Iyer and his colleagues from Mayo Clinic, Rochester, reviewed 39 consecutive patients ( median age of 54 years ) from 1997 to 2007, who were admitted to the ICU with refractory status epilepticus, in order to examine the link between Propofol use and related side effects, including Propofol infusion syndrome ( PRIS ).
PRIS is a usually fatal complication of Propofol use that has been reported especially at high infusion rates for prolonged periods. For this study, PRIS was defined by the unexplained presence of at least one or more of the following: metabolic acidosis, rhabdomyolysis, bradycardia, and/or cardiac arrest.
Propofol was used in 32 ( 82 percent ) of the patients ( group A ) for a median of 63 hours and a median peak infusion rate of 67 mcg/kg/min. Other agents, such as Midazolam and Pentobarbital, were used in the other seven ( 18 percent ) patients ( group B ).
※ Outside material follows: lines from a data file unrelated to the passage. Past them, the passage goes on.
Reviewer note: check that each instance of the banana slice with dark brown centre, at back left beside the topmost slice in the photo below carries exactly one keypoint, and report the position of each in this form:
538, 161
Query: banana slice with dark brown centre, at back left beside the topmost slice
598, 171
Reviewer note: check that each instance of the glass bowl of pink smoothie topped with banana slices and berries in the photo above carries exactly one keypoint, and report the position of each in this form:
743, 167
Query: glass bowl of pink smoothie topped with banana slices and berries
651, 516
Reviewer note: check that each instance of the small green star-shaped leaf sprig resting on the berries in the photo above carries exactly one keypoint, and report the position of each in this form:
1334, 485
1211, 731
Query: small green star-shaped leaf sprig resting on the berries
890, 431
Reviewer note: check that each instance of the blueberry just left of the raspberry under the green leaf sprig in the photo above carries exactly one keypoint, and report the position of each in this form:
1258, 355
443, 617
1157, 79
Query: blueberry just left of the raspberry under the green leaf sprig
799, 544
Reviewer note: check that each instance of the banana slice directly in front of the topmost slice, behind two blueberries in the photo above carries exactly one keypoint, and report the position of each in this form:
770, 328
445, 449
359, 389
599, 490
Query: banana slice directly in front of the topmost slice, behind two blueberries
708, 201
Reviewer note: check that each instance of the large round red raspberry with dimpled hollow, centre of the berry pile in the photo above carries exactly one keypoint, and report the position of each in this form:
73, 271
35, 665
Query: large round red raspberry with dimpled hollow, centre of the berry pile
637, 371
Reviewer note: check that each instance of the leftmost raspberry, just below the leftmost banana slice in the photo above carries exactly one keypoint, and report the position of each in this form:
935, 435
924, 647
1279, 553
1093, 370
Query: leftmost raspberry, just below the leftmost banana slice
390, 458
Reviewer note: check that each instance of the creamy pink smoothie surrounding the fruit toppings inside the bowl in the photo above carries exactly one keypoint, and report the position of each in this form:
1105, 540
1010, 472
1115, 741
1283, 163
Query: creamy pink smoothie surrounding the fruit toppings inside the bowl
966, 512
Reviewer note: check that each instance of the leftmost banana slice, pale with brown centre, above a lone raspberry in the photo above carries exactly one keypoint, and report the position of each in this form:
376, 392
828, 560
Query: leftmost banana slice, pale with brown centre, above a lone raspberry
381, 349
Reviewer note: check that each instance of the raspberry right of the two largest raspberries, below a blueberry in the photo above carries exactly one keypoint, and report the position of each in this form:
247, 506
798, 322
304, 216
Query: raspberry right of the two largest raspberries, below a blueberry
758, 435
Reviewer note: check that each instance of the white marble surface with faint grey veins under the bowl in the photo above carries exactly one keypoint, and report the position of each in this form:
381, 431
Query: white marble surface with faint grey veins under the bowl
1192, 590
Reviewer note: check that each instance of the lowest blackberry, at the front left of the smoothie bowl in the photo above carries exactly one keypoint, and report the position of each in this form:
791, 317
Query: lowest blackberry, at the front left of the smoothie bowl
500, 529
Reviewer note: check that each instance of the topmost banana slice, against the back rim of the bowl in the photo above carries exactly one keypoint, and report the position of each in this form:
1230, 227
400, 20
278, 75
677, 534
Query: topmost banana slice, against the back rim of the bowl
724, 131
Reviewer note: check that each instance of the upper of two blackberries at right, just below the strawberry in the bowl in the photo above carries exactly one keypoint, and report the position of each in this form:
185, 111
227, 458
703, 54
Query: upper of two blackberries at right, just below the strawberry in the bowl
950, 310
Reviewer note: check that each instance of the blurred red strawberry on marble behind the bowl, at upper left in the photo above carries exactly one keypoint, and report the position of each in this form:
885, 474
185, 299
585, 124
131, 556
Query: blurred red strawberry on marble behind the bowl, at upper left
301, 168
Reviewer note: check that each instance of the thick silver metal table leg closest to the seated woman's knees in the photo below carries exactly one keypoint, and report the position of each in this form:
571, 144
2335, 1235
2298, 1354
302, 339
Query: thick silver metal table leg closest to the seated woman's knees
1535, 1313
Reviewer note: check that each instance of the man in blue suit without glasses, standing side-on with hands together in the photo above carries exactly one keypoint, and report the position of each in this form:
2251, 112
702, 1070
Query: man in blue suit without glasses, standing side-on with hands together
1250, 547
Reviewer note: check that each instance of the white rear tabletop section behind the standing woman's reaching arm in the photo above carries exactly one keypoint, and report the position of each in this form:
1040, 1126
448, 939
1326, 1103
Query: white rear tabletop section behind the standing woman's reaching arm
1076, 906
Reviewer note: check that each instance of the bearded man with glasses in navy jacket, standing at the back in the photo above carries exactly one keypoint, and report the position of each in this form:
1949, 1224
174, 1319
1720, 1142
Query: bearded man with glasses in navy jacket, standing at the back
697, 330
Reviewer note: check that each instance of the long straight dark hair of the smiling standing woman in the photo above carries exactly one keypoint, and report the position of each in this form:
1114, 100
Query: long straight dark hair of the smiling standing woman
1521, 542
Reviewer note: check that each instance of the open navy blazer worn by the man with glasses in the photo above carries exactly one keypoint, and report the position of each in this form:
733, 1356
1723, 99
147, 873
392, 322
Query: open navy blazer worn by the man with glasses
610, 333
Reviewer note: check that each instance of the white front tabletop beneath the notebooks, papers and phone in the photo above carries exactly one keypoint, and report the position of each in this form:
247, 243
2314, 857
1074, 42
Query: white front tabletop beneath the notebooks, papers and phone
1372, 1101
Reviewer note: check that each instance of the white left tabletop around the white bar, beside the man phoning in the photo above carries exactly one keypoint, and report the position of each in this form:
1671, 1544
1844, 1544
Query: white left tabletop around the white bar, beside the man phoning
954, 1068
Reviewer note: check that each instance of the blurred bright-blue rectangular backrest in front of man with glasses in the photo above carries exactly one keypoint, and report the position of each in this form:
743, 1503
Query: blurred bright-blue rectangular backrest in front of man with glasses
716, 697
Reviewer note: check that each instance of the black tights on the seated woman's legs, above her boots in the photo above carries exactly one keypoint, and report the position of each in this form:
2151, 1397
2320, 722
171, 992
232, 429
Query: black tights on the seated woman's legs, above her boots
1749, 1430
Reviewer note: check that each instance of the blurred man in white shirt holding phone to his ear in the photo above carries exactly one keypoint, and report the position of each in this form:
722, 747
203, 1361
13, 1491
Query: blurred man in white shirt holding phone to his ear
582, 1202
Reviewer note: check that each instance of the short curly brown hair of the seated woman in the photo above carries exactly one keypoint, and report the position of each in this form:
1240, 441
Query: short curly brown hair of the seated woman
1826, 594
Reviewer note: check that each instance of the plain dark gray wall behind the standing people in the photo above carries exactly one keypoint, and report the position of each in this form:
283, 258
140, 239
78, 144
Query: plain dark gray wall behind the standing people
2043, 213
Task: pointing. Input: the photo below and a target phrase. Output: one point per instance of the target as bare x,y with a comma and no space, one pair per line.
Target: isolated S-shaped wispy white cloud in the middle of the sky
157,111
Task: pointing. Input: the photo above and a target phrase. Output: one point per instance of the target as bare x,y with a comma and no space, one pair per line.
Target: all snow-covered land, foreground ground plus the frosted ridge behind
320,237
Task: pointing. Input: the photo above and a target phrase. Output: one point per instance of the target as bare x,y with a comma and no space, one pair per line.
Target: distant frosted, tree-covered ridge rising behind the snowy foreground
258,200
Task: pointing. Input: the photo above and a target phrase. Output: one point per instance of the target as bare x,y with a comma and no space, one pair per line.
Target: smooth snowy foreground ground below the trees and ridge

Within group A, three patients had sudden unexplained cardiac arrest while on Propofol infusions, resulting in two deaths, while no deaths occurred in group B. Median hospital stay ( 12 days ) and ICU length of stay ( 9 days ) did not differ between the two groups. The overall occurrence of PRIS was 30 percent of patients in group A ( seven patients with bradycardia, three patients with sudden unexplained cardiac arrest ) compared with less than 3 percent ( one patient with bradycardia ) in group B.
In light of the new data, Iyer advises that caution should be taken with the use of Propofol to treat patients with refractory status epilepticus. " There are several other medications we can turn to in the case of uncontrolled seizures," he said. "Alternative agents should first be tried for patients with refractory status epilepticus, and Propofol should only be used after exhausting all other options."